Zero tolerance policies are not the norm in Tennessee. Chattanooga, Metro Nashville and Memphis prohibit harassment and discrimination but do not have a zero tolerance policy.
If approved, Parker’s policy proposal would ask the appropriate city departments to study and report to city council on zero tolerance policies for racism and sexism that could eventually become part of the city code.
The mayor’s file
Farley described the changes Kincannon implemented for the KPD, including matching National Police reform measures to the 8 Can’t Wait campaign.
As part of these changes, the service no longer uses lateral vascular cervical retention.
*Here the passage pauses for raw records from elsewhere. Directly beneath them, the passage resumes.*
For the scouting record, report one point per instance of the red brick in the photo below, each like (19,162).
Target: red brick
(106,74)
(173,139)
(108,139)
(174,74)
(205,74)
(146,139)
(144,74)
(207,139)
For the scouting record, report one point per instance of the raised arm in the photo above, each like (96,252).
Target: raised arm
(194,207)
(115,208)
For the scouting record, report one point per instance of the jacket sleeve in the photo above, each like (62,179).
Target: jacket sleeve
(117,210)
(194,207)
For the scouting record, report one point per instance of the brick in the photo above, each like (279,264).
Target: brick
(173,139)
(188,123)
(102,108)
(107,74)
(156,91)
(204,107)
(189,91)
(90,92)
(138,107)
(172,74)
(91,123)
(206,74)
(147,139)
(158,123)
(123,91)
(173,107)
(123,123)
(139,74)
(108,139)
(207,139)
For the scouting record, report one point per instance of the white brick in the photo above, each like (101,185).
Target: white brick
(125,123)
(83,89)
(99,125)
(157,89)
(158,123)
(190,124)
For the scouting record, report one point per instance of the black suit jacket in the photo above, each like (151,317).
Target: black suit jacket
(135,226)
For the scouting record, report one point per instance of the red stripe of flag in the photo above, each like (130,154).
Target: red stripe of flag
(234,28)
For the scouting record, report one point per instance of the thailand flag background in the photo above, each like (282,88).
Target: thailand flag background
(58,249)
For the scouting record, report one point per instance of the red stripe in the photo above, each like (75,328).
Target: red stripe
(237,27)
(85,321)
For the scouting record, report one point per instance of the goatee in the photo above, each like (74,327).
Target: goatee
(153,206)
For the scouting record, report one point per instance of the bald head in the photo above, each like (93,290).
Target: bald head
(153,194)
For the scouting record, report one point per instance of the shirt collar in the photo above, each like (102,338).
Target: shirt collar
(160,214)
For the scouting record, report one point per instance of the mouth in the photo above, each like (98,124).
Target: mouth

Restraint looks like a choke but, if done correctly, it is believed to restrict blood flow, not air flow. It was the only neckband previously allowed by KPD policy.
Separately, the new policies also required officers to report instances where they intentionally point a gun at a person, even if it is not fired. The new policy also included language requiring KPD employees to intervene in situations where an officer is using or is about to use force in violation of the policy.
How we got here
In mid-June, Knox News detailed the experiences of six current and former officers who said the department has long failed to tackle a racist culture.
Specifically, agents told Knox News the following:
- Being racist is not a deciding factor in the department.
- The department has a poor record in hiring and promoting black officers and a general lack of diversity.
- The lack of diversity in command personnel is a problem.
- Black officers do not feel comfortable talking about issues and fear that complaints will fall on deaf ears or lead to retaliation.
This report detailed how an officer, Adam Broome, resigned after another colleague complained during his exit interview about Broome’s racist and unprofessional behavior.
Broome, according to his colleagues, told Officer DionDré Jackson in April 2019 that “he should know he’s on a slave ship” and that the reparations for “all of you” (black Americans) are ” bulls — ”. Broome and the officer who originally complained are white. Jackson is black.
Last week, Knox News reported that police had opened a new investigation racist harassment within the department after an officer filed a complaint that the commanders lied about how they handled it.
Jackson filed a complaint on June 28 saying Lt. Lance Earlywine, Captain Don Jones and Deputy Chief Kenny Miller misled internal investigators who reviewed complaints in 2020 about Broome’s conduct. This investigation is ongoing.
Also last week, Knox News reported Deputy Mayor Gwen McKenzie, who is black and represents the city’s only black majority council district, said she had lost confidence that Police Chief Eve Thomas could eliminate racism in the KPD and lead the department into the future.
In response, Kincannon issued a statement of support for the chef.